Fastest way to do sin(), cos() atan2()

Hi All...

I know Arduino has a nice trig library, but I am thinking a lookup table would give me faster, although less precise, results. I could do some testing, but I thought I would ask to see if anyone has done that already. I'm wondering just how much faster a lookup table would be, and if progmem, EEPROM or actual RAM is the fastest way to go?

Yes it consumes a lot of space, but in the 1284P I have a lot of space, at least in flash.

Oh good grief, I just read up on progmem on the playground:

http://www.arduino.cc/playground/Main/PROGMEM

Apparently floating point types are not supported, at least by that library. Guess I'll have to look into rolling my own :-(

The first question you really should answer is how fast do you need it to be?

If you're just looking at it from a purely academic perspective, that's one thing.

If, however, you have a particular project in mind that's going to involve a lot of trig operations, I'd recommend just prototyping using the available AVR Libc functions. I've found they're actually fairly efficient (not to be confused with the general gcc math.h implementations, which are terribly inefficient on AVRs). You can perform 3-4dof inverse kinematics at a fairly high frequency. I believe you could even do 6x 3dof ik (as in a hexapod robot) at an acceptable frequency.

There's little point in going down the path of optimization until you've solidly determined that optimization is actually necessary, unless as I said it's purely for academic reasons.

And along those lines, AVR Libc provides support for floats in progmem. See here for reference: http://www.nongnu.org/avr-libc/user-manual/pgmspace_8h.html

build this some time ago - http://arduino.cc/forum/index.php?topic=69723.0 - make a lookup in the integer domain and convert it 'last minute' to float again.

note that cos(a) = sin(a+90);

do not have an atan2() but I think similar techniques apply does that help?

jraskell: The first question you really should answer is how fast do you need it to be?

Much faster. My application currently accepts data from a GPS receiver at a rate of 0.5Hz (every other second) and interpolates the vehicles position 2 times each second. I was doing it at 5 times per second but with everything else my app does, I could not keep up. I probably could maintain 4 times per second, but didn't need to so I reduced it to 2 updates per second.

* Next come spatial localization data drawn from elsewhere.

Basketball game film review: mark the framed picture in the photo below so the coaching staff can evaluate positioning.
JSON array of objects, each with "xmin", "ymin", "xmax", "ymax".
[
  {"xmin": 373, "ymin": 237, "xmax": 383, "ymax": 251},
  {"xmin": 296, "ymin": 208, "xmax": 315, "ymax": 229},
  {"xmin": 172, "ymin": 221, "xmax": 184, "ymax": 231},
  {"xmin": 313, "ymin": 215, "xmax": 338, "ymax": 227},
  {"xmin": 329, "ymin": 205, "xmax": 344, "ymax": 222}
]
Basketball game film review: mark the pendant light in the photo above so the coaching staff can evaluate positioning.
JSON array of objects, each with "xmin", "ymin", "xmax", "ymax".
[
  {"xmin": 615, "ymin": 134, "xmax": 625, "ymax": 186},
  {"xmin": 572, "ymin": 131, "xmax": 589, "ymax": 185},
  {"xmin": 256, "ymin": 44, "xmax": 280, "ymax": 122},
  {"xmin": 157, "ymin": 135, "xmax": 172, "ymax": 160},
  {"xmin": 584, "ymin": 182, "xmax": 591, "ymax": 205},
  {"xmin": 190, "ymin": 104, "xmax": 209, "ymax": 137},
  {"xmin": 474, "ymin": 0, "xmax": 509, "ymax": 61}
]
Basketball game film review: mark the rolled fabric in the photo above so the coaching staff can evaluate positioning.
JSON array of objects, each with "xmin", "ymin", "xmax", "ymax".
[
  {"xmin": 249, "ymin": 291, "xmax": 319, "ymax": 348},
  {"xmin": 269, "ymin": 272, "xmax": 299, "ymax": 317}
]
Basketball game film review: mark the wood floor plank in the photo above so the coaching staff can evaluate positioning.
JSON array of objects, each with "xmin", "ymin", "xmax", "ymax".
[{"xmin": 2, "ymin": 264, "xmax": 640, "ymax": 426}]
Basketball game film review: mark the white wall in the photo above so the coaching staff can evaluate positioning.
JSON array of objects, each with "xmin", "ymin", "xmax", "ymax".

Well now the requirement has changed. Ideally, I need to accept actual empirical updates at a rate of 10 Hz and update the vehicle position at the same rate. So I need to do this at the very least 2.5 times as fast or better, assuming it worked at 4 Hz, which i think it did.

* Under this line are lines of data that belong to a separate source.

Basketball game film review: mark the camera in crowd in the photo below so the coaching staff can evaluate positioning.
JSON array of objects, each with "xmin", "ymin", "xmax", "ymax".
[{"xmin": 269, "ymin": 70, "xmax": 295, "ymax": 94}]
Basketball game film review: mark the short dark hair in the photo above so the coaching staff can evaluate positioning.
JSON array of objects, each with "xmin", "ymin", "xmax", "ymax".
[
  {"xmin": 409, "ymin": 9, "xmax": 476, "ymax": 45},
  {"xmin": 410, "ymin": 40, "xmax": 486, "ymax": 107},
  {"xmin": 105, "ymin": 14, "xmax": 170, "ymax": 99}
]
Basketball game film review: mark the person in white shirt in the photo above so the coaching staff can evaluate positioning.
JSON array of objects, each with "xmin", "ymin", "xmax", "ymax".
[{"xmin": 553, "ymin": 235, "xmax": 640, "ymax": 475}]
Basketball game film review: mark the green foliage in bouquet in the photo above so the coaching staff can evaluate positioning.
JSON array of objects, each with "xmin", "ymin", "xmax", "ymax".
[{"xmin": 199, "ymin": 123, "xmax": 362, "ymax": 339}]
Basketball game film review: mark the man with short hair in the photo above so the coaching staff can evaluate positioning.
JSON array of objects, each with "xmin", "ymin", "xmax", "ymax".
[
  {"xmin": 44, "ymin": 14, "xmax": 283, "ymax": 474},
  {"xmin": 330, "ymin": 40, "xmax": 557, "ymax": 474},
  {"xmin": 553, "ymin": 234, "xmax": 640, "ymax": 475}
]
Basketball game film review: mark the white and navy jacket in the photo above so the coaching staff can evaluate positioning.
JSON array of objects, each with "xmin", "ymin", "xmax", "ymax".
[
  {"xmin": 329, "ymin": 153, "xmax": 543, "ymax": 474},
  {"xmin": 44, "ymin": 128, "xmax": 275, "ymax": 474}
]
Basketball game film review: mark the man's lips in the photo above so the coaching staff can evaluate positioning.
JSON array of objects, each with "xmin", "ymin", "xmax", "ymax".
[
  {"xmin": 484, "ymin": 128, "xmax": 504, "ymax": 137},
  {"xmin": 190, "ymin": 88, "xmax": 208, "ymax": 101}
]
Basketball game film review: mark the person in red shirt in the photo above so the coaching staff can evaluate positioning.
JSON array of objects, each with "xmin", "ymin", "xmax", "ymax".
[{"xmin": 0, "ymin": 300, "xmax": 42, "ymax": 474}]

So I am concerned that I can't do it. My app uses sin(), cos() and atan2() functions to correct for antenna position, locate the vehicle on a plane, project a line along the current heading and then calculate a distance to an intercept point. So along with calling the trig functions I have a lot of floating point multiplication and division going on, much of which is converting from degrees to radians and vice versa.

So I guess my question comes down to, can building a lookup table in progmem give me a 3 fold increase in calculation speed?

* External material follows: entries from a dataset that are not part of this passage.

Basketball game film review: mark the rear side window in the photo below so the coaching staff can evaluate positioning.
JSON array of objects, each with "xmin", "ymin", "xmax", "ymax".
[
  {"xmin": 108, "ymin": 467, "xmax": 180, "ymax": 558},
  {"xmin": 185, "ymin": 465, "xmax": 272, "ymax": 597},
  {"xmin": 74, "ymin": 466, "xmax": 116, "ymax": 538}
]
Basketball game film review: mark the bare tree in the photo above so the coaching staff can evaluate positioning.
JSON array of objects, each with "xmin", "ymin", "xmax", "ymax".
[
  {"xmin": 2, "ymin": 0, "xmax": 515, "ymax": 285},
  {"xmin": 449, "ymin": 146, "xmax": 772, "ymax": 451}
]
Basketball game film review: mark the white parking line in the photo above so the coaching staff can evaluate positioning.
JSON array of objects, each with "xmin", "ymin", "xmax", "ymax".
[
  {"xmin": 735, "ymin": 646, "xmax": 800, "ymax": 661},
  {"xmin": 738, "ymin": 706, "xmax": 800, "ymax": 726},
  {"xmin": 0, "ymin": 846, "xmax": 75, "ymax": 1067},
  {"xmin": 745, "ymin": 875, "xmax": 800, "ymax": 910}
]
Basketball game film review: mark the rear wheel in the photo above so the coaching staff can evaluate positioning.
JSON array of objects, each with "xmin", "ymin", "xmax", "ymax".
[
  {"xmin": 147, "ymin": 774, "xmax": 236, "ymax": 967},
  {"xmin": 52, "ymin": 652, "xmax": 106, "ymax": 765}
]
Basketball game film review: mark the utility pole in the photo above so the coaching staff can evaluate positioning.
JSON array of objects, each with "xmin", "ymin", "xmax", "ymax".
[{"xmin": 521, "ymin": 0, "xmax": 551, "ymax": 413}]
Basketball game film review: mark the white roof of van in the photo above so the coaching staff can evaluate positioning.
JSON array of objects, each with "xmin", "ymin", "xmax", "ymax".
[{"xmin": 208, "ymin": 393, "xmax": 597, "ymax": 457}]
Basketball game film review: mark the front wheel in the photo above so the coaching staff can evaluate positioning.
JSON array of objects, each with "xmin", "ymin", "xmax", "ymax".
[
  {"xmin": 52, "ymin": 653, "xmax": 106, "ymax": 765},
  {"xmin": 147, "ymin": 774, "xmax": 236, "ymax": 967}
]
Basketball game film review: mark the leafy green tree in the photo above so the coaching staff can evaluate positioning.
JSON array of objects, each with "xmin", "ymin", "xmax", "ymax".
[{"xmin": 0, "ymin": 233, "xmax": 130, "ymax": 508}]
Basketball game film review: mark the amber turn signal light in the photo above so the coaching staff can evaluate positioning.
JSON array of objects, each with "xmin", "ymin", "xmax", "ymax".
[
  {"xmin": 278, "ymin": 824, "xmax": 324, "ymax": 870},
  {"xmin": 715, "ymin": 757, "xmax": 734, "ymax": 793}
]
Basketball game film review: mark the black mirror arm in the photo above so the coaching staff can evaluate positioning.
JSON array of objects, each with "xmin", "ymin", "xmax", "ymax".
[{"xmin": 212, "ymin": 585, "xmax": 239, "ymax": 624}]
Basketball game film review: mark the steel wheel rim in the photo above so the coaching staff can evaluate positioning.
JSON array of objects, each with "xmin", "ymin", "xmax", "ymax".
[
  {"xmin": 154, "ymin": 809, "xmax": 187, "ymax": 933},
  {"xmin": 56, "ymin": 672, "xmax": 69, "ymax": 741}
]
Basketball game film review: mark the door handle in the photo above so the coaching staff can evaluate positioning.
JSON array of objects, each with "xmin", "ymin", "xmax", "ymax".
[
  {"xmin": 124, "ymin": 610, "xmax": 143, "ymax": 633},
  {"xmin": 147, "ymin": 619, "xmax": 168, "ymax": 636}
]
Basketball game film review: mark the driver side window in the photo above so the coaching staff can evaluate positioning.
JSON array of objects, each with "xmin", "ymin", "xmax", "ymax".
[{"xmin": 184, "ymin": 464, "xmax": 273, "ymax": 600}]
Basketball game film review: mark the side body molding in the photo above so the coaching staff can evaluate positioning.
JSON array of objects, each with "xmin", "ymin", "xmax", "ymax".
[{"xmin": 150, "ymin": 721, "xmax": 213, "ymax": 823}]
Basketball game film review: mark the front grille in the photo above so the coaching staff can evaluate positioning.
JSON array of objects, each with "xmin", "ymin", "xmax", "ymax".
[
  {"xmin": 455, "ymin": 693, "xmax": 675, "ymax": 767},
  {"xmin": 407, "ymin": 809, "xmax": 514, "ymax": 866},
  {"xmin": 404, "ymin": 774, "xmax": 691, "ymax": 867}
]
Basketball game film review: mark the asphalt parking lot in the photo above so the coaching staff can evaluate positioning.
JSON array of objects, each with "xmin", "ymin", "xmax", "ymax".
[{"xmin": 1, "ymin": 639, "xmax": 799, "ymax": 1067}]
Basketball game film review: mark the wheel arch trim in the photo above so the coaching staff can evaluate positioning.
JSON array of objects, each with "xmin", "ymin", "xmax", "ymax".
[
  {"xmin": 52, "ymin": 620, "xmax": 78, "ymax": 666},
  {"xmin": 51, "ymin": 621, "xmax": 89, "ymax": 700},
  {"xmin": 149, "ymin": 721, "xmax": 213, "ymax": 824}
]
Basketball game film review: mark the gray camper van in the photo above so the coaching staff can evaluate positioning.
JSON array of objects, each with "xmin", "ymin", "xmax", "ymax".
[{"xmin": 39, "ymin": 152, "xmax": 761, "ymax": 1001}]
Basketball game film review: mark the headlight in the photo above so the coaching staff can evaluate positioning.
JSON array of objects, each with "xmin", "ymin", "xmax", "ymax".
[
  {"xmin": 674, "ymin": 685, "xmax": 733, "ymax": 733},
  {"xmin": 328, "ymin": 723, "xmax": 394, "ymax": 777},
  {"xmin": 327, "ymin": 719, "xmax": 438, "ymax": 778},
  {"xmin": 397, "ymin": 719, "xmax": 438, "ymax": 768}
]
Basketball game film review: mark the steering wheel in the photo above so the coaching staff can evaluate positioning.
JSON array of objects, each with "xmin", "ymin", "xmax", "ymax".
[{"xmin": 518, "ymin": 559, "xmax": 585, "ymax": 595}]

Thanks guys, i also found this one:

http://arduiniana.org/libraries/flash/

And yes, good point, I need to relearn my high school trig and see which numbers are redundant so i can keep the table size small.

What about using a 2nd chip?

http://www.hvwtech.com/products_view.asp?ProductID=570

skyjumper:
And yes, good point, I need to relearn my high school trig and see which numbers are redundant so i can keep the table size small.

Actually, a small table doesn’t help much on the AVR – smaller tables would help if you were cache constrained, but the AVR doesn’t have any cache at all AFAICT.
Also, reading from progmem is a lot slower than reading from SRAM, so if you can stuff your table data into SRAM, that’s a speed win.
Finally, you should compare table look-up with techniques like Taylor approximation, or even a combination.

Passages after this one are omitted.